In France, the bishop procured seven priests of the Congregation of the Immaculate Heart and three young laymen. Difficulties arose at Cape Palmas, where the French missionaries were suspected of being used as instruments by the French in an effort to extend the French West African empire. Barron consequently transferred all but one of his missionaries to French territories; however, the group of Frenchmen, who had been joined by two from Ireland, was ravaged by disease, and only the bishop and one priest reached Senegal alive. Barron made a fresh start at Goree, planning a seminary. Again the climate caused the death of nearly all his priests, and in 1845 the sickly bishop resigned. He returned to the United States and assisted Bp. Peter Kenrick of St. Louis, Missouri with his Indian missions. Although both Francis and Peter Kenrick wanted Barron as an auxiliary bishop, neither requests were ever honored.

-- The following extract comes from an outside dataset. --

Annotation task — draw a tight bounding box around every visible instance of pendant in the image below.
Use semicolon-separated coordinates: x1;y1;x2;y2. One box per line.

Barron contracted advanced pulmonary tuberculosis and spent his final years as a missionary in Florida. In July of 1854, for health reasons, he left Florida for Philadelphia, but he hurried to Savannah when he heard of the yellow fever epidemic in Georgia. While administering to the sick, he succumbed to the fever himself.

Bibliography: m. j. bane, The Catholic Story of Liberia ; Catholic Pioneers in West Africa. r. k. macmaster, "Bishop Barron and the West African Missions, 18411845," Historical Records and Studies of the U. S. Catholic Historical Society of New York, 50 83129.